London Southend seeks carbon neutrality

London Southend is seeking to achieve carbon neutrality by 2027 after completing the airport carbon accreditation process.

Accreditation is the only institutionally-endorsed, global carbon management certification programme for airports.

It independently assesses and recognises the efforts of airports to manage and reduce their carbon emissions through a structured programme.

Glyn Jones, chief executive, London Southend Airport: “This award reflects the work the airport continues to invest in addressing its environmental impacts.

“The airport recognises it has an important role to play in protecting the environment while creating economic benefits, connectivity and employment opportunities for everyone in Southend and the local area.


“This is a great first step towards carbon neutrality and another part of our plan to develop a sustainable airport.”

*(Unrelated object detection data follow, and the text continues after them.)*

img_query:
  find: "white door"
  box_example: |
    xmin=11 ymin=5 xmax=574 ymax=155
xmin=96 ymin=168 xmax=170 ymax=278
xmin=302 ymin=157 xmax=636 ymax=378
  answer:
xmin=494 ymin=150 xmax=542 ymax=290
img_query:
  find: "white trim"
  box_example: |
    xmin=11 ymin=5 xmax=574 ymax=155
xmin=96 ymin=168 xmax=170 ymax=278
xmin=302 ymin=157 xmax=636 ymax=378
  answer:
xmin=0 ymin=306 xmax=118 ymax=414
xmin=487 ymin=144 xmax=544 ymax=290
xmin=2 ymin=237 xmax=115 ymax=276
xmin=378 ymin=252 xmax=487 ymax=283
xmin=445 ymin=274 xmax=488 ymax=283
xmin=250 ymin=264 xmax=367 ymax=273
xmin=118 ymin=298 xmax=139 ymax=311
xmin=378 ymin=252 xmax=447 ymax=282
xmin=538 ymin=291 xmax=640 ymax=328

In 2019 CO² emissions were 4,724 tCO²e¹ at Southend (down from 5,133 in the previous year).

This represents a 36 per cent reduction in emissions per unit revenue.

Environmental considerations go further than carbon, and a range of measures are in place at the airport to make a positive change, from its own solar farm which powers the terminal, air quality monitors (NO²) around the airport site which consistently remain below government guidelines (lower in comparison to other monitoring sites in the local area) and zero waste to landfill.

Carbon neutrality does, however, exclude pollution produced by aircraft and only includes activities of the airport itself.

Olivier Jankovec, ACI Europe director general, said: “Achieving airport carbon accreditation amid the worst crisis ever experienced by the airport sector is both extraordinary and commendable.

“We all know that we cannot wait for the health crisis to loosen its grip on our industry to address the looming climate emergency, at the same time decarbonisation comes at a cost that cannot be absorbed easily in normal circumstances, not to mention the current financial devastation faced by airports across Europe and beyond.”